The special events are recreations of set pieces from the films, like the first in level one, the battle when the cavalry come in at Afghanistan, where you have to fight a helicopter with a tank. Going back in time, both to First Blood Part II and to earlier in Rambo III, where you rescue Colonel Sam Trautman, these include boss battles with tanks and helicopters which end with having to time an explosive arrow shot in one hit, or specific quick time events where you shoot specific parts of the screen to succeed.
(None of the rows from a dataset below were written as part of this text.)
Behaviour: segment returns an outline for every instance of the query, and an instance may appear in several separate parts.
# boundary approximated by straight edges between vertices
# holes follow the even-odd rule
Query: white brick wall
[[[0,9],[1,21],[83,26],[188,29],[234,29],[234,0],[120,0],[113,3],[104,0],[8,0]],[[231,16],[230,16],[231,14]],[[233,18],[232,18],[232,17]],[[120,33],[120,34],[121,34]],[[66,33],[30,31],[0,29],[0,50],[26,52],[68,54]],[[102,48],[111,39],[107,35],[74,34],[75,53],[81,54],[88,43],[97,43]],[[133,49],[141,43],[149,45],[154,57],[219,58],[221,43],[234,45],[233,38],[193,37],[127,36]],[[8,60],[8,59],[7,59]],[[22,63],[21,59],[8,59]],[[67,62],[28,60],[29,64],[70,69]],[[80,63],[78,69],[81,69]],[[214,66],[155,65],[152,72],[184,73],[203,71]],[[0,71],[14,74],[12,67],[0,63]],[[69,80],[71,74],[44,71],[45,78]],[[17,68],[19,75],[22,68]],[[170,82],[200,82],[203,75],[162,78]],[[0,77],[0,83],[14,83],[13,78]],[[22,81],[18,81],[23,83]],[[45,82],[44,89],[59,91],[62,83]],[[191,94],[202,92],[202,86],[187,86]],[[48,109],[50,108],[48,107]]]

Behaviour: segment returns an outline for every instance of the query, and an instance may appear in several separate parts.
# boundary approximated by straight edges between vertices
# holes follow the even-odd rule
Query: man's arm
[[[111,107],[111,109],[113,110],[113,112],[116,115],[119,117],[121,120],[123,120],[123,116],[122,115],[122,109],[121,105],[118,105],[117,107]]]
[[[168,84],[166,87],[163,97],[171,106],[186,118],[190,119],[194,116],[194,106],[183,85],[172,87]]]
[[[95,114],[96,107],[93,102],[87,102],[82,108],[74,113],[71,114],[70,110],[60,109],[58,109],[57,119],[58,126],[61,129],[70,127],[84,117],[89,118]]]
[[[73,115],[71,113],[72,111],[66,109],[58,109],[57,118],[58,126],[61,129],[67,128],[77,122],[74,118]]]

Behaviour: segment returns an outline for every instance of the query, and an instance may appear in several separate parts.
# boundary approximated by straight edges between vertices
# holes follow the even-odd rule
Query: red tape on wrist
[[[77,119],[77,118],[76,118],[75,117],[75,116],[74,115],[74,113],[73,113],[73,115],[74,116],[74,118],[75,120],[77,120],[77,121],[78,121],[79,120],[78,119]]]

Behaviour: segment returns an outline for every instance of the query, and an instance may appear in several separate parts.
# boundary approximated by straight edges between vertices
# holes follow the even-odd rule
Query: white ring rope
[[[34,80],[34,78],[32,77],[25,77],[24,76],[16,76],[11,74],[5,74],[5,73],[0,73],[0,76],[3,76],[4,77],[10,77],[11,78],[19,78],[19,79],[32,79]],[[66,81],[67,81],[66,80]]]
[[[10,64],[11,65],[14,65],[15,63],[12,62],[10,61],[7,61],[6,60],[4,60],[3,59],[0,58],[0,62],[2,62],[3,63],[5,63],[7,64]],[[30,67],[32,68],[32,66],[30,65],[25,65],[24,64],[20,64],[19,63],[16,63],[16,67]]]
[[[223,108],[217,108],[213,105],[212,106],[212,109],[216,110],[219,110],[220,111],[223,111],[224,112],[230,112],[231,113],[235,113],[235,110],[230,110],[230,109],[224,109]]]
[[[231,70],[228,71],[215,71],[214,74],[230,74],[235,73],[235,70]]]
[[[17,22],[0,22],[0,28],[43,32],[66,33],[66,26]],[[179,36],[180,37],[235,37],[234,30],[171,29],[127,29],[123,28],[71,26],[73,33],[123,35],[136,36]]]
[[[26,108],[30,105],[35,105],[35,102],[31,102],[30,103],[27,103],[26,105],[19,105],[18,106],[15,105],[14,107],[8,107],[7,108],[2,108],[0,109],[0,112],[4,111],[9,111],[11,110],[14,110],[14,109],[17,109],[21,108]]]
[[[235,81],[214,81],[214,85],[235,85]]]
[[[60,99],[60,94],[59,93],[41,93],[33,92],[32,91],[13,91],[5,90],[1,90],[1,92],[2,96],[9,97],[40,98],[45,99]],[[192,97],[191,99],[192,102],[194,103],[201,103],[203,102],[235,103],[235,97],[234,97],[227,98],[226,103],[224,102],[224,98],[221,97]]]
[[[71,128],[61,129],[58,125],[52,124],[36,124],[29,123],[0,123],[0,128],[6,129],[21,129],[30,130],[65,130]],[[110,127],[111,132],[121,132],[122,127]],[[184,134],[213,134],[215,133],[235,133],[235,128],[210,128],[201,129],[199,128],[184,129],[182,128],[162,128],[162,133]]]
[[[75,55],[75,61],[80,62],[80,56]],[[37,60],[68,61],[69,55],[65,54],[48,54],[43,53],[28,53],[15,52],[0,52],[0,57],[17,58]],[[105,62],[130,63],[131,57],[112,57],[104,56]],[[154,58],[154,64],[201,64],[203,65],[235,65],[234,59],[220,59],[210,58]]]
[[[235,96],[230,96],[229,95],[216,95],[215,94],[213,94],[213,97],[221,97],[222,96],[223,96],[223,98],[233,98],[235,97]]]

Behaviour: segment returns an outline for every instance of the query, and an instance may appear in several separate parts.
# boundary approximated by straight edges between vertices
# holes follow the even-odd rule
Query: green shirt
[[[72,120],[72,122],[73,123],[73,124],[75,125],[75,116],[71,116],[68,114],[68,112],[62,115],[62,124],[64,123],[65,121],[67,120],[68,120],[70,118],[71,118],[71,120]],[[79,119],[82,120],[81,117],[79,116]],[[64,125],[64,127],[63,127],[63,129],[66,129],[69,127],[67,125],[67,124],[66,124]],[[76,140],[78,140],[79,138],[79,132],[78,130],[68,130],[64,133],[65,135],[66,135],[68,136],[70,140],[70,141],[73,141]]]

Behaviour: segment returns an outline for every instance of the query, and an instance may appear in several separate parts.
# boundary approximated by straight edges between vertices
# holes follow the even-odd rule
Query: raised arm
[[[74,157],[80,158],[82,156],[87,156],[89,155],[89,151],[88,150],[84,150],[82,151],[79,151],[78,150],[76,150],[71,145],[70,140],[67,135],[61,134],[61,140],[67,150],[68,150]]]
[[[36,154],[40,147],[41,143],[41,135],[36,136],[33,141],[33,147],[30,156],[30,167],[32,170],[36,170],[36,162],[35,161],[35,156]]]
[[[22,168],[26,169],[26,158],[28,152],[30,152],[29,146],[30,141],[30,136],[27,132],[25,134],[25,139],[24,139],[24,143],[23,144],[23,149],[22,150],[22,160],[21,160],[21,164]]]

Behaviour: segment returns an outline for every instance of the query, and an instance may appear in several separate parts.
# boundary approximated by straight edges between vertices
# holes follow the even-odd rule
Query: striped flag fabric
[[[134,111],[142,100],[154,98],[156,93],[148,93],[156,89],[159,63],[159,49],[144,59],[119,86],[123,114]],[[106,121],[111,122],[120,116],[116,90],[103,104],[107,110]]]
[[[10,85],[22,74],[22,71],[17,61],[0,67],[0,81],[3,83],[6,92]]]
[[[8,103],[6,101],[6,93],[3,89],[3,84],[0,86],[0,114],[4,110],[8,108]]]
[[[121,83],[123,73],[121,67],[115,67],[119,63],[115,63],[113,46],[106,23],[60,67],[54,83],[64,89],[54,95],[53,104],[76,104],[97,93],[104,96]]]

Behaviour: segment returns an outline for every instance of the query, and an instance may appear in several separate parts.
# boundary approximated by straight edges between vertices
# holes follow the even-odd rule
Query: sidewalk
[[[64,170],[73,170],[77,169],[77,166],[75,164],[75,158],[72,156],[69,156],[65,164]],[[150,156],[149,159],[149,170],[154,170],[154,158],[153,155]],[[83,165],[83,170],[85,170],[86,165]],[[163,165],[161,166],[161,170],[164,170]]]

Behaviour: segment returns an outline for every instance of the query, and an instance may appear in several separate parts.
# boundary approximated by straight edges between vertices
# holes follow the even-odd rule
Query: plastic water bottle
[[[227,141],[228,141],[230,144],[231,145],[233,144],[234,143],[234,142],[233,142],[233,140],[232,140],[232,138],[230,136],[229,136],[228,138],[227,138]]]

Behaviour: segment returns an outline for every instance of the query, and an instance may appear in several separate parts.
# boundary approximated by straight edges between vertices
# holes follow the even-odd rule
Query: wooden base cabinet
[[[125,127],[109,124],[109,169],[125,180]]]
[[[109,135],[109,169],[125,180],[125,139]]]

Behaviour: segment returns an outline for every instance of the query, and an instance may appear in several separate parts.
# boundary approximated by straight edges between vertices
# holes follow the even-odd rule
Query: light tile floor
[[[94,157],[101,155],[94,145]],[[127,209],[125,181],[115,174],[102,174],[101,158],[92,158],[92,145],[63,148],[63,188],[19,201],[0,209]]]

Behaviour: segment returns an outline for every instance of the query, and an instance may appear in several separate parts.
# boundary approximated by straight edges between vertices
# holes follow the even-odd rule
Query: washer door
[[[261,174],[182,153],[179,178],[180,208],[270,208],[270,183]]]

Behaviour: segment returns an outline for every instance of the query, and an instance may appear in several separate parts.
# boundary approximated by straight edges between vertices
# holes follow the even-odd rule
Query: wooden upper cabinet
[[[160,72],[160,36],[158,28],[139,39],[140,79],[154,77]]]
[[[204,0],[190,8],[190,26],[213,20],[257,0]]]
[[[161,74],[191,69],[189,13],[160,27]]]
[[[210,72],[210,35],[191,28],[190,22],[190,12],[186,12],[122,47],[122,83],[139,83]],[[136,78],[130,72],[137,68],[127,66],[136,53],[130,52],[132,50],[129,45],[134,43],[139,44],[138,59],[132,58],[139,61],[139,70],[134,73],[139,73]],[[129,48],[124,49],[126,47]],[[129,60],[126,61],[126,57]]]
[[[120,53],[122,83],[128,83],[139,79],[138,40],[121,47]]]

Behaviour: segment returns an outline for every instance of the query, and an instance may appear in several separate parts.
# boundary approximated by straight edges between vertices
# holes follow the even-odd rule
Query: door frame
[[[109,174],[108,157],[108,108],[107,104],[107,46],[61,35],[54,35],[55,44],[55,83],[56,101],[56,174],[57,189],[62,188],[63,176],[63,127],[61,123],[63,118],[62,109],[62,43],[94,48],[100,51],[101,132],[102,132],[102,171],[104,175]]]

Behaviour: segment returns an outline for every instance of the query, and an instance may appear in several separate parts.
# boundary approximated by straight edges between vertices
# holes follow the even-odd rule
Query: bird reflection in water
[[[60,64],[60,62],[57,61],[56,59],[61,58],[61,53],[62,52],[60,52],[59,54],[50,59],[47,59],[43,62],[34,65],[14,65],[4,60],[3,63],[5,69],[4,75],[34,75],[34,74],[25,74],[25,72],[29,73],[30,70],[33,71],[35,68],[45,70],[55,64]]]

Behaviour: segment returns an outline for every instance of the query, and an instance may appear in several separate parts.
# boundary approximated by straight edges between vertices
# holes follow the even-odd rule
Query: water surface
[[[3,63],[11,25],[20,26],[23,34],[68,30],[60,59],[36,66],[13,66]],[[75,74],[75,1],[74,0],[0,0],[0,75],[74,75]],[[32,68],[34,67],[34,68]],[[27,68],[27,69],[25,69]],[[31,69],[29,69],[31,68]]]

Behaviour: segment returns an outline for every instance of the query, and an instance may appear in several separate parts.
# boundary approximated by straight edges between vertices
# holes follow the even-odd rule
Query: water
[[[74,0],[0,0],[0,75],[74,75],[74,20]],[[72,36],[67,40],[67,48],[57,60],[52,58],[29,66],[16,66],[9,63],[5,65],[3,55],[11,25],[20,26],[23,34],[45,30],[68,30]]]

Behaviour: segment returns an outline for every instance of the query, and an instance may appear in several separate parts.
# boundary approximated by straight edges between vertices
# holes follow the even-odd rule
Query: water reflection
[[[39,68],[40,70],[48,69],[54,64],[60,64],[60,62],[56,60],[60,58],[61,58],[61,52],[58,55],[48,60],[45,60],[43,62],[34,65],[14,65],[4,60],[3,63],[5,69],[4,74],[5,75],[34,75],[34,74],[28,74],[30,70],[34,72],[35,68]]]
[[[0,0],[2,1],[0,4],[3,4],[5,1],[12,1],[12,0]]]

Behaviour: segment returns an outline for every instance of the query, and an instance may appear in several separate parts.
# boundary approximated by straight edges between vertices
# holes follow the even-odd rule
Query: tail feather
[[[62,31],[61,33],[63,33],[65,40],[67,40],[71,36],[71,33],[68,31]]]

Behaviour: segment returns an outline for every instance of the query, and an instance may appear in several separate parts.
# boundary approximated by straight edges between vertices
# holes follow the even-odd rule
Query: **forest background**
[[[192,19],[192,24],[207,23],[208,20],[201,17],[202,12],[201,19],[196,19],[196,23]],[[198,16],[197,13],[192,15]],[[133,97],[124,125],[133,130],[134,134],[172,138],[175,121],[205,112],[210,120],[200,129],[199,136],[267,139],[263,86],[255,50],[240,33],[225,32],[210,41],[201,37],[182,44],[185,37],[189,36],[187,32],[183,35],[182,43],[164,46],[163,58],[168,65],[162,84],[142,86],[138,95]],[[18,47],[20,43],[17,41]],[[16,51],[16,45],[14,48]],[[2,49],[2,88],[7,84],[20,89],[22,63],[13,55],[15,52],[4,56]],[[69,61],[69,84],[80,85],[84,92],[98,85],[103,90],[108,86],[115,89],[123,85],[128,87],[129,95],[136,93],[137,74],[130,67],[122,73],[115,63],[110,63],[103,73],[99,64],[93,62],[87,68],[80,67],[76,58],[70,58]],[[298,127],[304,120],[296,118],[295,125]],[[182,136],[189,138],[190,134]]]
These do slow the game down, as you have lengthy instructions for each part of these events, which is respectful of the player's time, but means so much of the pace being taken out of the game in the midst of this. Rambo altogether is playable, but with the sense that even as a fun game, its take as a licensed game is limiting in personality and the playful blue skies attitude of Sega games. Let's Go Jungle!, already mentioned, was one of their own intellectual properties in this genre which had a more playful tone and spectacle even if you factor in fighting giant insects over grunts. Whilst this is a literal cheesy American action film you can play, with greater emphasis on splicing in the film clips, this does feel limited in what was done. A lot of the humour feels unintentional rather than Sega imaging what ridiculous set piece they could do inspired by these type of films, such as the same still image of actor Richard Crenna with no expression able to express disappointment and praise equally when you get your stage score per level. In truth, a Sega pastiche of Rambo would have been a much more entertaining experience just in terms of a lick of paint, once the soreness in the hand from plastic rifle recoil and even with the respect for this I do have dissipates.